Particles smaller than approximately 5mm are deemed to be microplastics. Nanoplastics can be as small as one-millionth of a millimetre and may adhere to rain-forming clouds. Given projected trends of plastics production, use and disposal, concentrations of microplastics are likely to continue to increase, raising concerns over the potential environmental and human health hazards posed, the OECD notes in a report.
A 2020 study, ‘Plastic rain in protected areas of the United States’, published in Science found even isolated areas witnessed this pollution from the skies. The researchers estimated that more than 1000 metric tons per year fall within south and central western U.S. protected areas, either through precipitation or wind deposition. Their paper shows that the larger water-deposited plastics were mainly from urban areas with resuspension from soils or water.

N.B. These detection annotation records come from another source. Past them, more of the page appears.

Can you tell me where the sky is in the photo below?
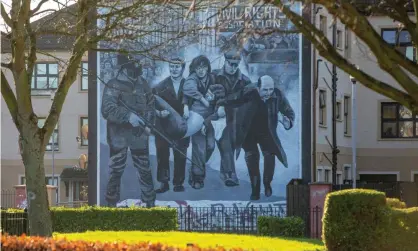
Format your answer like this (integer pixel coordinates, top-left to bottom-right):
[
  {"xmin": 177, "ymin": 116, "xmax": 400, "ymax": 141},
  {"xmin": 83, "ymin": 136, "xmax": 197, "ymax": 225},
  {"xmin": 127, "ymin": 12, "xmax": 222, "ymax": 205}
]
[{"xmin": 0, "ymin": 0, "xmax": 76, "ymax": 31}]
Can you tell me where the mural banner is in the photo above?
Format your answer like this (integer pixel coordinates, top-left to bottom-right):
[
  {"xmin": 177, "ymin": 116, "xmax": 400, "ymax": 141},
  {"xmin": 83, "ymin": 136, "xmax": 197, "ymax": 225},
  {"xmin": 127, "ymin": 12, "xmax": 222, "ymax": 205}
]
[{"xmin": 97, "ymin": 0, "xmax": 302, "ymax": 207}]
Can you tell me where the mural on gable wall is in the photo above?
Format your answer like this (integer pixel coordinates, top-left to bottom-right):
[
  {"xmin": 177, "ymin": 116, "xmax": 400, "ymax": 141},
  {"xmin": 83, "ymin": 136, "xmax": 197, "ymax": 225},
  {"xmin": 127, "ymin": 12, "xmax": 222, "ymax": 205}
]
[{"xmin": 97, "ymin": 0, "xmax": 301, "ymax": 207}]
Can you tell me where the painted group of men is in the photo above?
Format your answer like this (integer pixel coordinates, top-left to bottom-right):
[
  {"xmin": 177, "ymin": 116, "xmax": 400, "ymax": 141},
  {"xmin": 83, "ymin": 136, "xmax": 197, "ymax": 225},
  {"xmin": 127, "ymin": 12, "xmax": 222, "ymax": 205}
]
[{"xmin": 101, "ymin": 50, "xmax": 295, "ymax": 207}]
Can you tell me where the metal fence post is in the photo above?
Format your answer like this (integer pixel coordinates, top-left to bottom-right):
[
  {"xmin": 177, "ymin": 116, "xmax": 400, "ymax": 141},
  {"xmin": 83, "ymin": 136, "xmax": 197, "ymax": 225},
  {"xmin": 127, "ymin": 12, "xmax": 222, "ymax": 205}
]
[{"xmin": 186, "ymin": 205, "xmax": 191, "ymax": 231}]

By contrast, plastics deposited under dry conditions were smaller in size, suggesting longer-range, even global transport.
Measurements in Europe
Under the revised Urban Waste Water Treatment Directive, by 2040, microplastics emissions are expected to be “reduced by 9%, mainly though actions on improved management of rain waters.” These new rules will require EU countries to establish integrated urban wastewater management plans in large cities (over 100,000 inhabitants initially, as well as later for cities from 10,000 inhabitants, where needed) to reduce direct emissions of microplastics captured by urban runoff.
Research on treating rainwater
As climate change has brought regular heavy rainfalls and severe floods to Europe the change in precipitation levels has presented municipalities with new rainwater management challenges. Curbing sewage overflows that result from excess rainwater, especially in urban areas, is becoming an increasingly important issue. Further research on the levels of microplastics or other pollutants in rainfall will determine if such discharges will need to be collected and treated in the future.
In the Netherlands separate drainage pathways for rainwater are promoted by the government. Retention areas were developed largely after a number of flooding events and generally seek to divert rainwater directly into the earth. The authorities are also encouraging residents to disconnect rainwater falling on their roofs from the sewer system. Under the Rainwater Disconnection and Roof Greening scheme, residents can get a grant to disconnect their properties’ downspouts from draining into the sewers.